Not in Vain

Envision yourself living in a tiny room, furnished with one stool.  The only heat you can obtain is by burning animal waste in an iron stove.  You have ample funds in the bank to sustain your hungry family, but you can’t access the money. You are friendless and stuck in a foreign country with little hope of getting home. As a child of God, what would your attitude be?

Arthur and Wilda Matthews were serving in China with the China Inland Mission when the Communists began forcing Westerners to leave the country in 1950.  However, a church in Northern China invited the Matthews to work with them. Believing it to be God’s will, Arthur and Wilda stayed. They soon discovered that the situation was not as it had seemed.  The Chinese were afraid to associate with them, and the government forbade them to preach or go out among the people.  Since their presence was only endangering the Chinese church, the Matthews requested exit permits.

One of the last CIM groups to be sent – Philadelphia 1948

In the meantime, these missionaries found themselves in the situation previously described.
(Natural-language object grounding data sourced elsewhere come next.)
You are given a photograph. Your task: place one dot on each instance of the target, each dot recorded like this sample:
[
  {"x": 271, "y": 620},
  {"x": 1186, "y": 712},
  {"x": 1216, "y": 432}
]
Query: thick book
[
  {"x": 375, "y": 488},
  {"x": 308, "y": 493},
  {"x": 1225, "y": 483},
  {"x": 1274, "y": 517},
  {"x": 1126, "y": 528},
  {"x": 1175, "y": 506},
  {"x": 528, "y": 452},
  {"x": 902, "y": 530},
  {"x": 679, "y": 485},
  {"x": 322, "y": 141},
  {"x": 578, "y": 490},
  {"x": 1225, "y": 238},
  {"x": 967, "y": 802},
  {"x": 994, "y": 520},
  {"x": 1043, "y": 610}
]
What was their attitude? At first, they were determined to steadfastly endure their afflictions, knowing that God was in control. But gradually, the Matthews realized that trials are not sent to simply be endured, but to demonstrate in us the joy of complete obedience. Arthur Matthews wrote four things that encouraged his family during their time of testing:  1) God brought me here. It is by his will I am in this difficult place, and in that fact I will rest. 2) He will keep me here in his love, and give me grace to behave as I should. 3) He will make the trial a blessing, teaching me the lessons he intends for me to learn. 4) In his good time he can bring me out again—how and when, he knows.
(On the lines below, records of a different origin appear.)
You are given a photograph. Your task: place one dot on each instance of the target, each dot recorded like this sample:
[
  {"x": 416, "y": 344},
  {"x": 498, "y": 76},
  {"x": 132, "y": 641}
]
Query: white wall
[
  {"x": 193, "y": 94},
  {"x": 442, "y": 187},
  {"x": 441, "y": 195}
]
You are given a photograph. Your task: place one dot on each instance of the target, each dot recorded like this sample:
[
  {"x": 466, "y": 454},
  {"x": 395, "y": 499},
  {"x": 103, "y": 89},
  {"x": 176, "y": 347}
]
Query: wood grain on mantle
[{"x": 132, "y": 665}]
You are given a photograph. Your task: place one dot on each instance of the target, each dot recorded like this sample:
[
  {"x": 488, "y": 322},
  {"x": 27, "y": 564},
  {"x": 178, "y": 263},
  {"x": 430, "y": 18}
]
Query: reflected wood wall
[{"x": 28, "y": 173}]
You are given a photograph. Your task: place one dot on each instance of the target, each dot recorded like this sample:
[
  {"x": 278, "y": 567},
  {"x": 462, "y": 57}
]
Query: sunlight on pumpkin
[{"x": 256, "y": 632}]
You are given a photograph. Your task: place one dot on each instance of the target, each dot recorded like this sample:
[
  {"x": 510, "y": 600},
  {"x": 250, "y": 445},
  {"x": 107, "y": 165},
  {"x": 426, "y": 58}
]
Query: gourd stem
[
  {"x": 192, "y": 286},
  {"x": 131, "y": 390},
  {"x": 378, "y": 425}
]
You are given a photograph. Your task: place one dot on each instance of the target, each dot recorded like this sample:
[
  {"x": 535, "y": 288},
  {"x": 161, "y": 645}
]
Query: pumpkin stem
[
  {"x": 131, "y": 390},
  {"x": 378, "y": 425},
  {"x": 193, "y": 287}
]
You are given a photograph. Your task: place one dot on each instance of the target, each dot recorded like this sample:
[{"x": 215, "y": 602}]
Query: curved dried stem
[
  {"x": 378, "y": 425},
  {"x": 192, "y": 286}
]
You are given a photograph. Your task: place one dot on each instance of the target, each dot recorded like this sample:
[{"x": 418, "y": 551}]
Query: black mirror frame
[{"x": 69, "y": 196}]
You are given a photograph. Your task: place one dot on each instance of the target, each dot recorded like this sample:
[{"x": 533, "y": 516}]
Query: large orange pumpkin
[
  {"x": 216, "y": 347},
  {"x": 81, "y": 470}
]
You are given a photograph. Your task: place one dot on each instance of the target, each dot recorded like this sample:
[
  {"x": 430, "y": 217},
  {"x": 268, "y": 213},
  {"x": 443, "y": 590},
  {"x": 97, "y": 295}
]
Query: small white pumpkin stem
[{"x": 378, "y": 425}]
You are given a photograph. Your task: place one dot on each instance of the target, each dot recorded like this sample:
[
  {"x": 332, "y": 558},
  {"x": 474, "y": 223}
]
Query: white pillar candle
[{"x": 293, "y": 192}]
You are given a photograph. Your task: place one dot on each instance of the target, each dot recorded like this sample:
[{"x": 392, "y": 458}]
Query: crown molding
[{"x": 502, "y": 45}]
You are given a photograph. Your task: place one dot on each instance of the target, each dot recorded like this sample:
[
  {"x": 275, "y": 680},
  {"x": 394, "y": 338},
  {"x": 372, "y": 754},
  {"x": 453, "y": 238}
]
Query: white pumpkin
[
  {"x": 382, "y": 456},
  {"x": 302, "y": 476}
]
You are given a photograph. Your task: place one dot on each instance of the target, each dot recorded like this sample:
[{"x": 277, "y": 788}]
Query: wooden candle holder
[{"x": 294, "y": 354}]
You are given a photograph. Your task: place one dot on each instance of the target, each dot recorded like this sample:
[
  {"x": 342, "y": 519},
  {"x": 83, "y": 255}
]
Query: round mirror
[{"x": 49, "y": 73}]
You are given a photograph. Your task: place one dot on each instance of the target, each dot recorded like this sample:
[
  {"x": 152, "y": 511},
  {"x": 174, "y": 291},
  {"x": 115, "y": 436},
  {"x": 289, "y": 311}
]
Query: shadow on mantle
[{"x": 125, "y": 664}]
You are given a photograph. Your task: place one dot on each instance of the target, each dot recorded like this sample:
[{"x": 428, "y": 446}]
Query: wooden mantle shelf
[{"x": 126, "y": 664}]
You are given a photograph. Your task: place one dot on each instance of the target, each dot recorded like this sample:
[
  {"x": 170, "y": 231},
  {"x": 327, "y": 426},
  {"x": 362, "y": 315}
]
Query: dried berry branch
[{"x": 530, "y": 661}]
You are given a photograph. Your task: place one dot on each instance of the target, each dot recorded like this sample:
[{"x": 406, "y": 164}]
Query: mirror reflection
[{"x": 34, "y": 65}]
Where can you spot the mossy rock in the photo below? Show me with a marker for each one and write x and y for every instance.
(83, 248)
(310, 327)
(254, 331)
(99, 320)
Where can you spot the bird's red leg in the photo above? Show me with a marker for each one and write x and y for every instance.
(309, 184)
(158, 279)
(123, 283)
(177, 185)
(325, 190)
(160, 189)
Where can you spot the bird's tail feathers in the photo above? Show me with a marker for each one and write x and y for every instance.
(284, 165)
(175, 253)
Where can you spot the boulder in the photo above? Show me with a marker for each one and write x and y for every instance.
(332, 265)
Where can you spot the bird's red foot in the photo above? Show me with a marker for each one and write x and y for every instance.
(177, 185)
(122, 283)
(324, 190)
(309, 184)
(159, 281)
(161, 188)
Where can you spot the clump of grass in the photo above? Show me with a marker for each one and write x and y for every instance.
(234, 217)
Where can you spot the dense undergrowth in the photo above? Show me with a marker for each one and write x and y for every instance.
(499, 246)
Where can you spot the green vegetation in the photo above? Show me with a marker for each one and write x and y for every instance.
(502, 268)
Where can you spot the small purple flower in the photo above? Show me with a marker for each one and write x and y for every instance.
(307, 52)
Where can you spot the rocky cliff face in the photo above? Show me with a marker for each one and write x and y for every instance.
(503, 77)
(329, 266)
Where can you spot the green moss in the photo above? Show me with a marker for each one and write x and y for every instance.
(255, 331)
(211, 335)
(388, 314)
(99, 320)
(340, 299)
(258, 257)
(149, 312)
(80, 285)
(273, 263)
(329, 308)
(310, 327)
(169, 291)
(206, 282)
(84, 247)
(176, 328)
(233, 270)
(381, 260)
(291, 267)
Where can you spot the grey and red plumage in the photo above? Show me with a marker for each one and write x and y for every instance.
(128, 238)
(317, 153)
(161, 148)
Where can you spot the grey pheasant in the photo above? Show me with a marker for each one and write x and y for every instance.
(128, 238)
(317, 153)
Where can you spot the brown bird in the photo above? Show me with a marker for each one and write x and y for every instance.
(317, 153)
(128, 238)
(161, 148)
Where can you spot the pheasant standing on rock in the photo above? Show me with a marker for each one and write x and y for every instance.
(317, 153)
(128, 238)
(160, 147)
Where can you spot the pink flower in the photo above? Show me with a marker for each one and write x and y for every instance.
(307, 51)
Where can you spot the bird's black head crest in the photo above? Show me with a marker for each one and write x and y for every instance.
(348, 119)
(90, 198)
God did bring them out. After two years, Wilda and their daughter, Lilah, were permitted to leave. They sailed to America where they waited until Arthur was finally released. Truly God was faithful to His own.

The Matthews’ trials were far from pointless; a loving heavenly Father planned that their very lives preach the message they were forbidden to speak. “The message above all others which the Chinese church needed was to see the truth lived out under circumstances equally harrowing with their own.”1  Be ye stedfast, unmoveable, always abounding in the work of the Lord, forasmuch as ye know that your labour  is not in vain in the Lord.

 

1 Read the entire story in Green Leaf in Drought-time, by Isobel Kuhn.